それはジェスチャーだと気づき、思考する。
「指を上に向けて、そのまま地面に?」
「つまりは落ちてきたと言う事か?」
それだけでは分からなかった。
だが、ブレーザーによるジェスチャーは続いていた。
それと共に、ブレーザーは近くにある木の棒を拾い、そのまま丸を書いた。
「これは、なんだ?」
「分からない、むっ」
そのままブレーザーは、別の箇所から、ゆっくりと線を引いていく。
「なんだ、これは?」
「空から落ちた、丸い円?えっ?」
それと共にアインズはもしかしてと思い、口を開けた。
「どうしたんだ?」
「いや、その、もしかしてだけど、ブレーザー、君は、宇宙人なのか?」
「宇宙人だと?いや、それは、あり得るな」
それと共に
これまでの異世界ファンタジーとは思えないような容姿と共に、思わず眉を潜めながらも、見つめる。
「じゅわじゅわぁ」
「えっと、これは何かを追っていた。
その最中に、地球へと辿り着くっと」
「その後、色々あって、別の星に?」
「星と星を渡り歩いているのか?」
「そこで、出会って」
それと共にブレーザーのジェスチャーをなんとか解読しながら、経緯を聞く事が出来た。
「それにしても、まさか謎の存在と思っていたが、まさか宇宙人だとは」
「まぁ、アンデットなどのモンスターがいるから、それはあり得ない話ではないか」
ここまでの出来事もあり、今更、宇宙人ぐらいでは驚かなくなった2人。
「この事は、他のメンバーには」
「じゅわぁ」
「話しているのか、という事は知っていたのか」
「じゅわ、じゅわぁ」
「知っているけど、宇宙という事を理解していないか」
「まぁ、考えてみれば、不思議ではないか」
事情を聞き、納得する2人。
それと共に、3人は、話を続ける。
「それで、ブレーザーだったか、私を警戒する理由は一体」
「じゅわじゅわぁ、じゅわぁ」
「ふむ、未だに分からないが、おそらくは私が人を殺している事を察したのか(まぁ、よく考えたら侵略行為だからな、それらを直感で察した感じだったら警戒されるかもなぁ)確かに私は人を数え切れない程に殺してしまった。

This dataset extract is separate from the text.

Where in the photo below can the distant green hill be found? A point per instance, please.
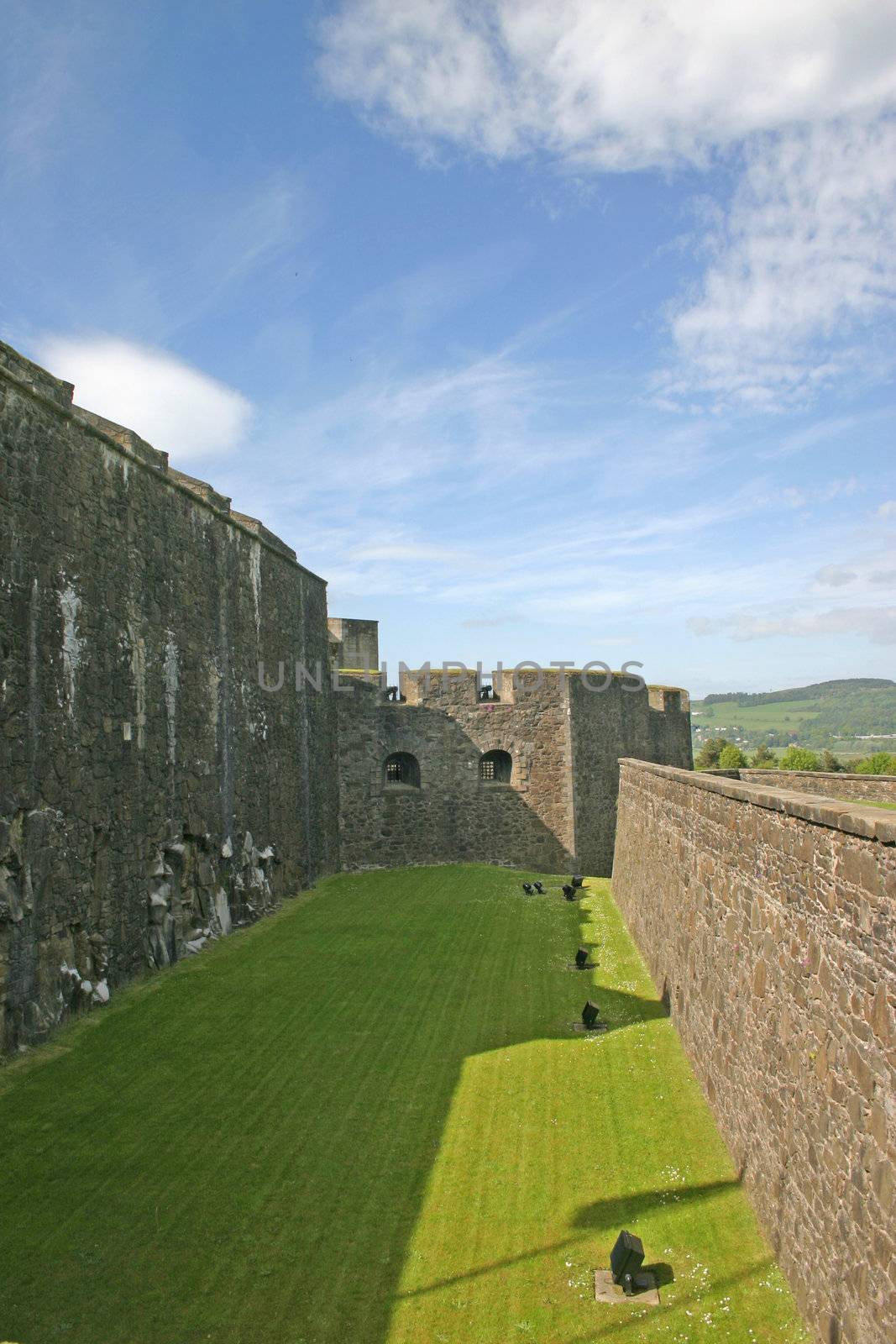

だが、それも生きる為、そして大切な私の家族の為である」
「じゅわぁ」
「だからこそ、それ以外の殺しはするつもりは今はない。何よりも、この学園では決して人を殺さない。それはこの世界のルールであり、破るつもりはない。これは本当の言葉だ」(お願いだから、納得してくれよぉ)
それと共にアインズは冷や汗をかきながらも、ブレーザーに言う。
それに対して、ブレーザーはしばらく無言であったが、少しは納得したように、頷く。
「理解してくれて、助かる」(助かったぁ!!)
アインズは、その態度を見て、安堵する。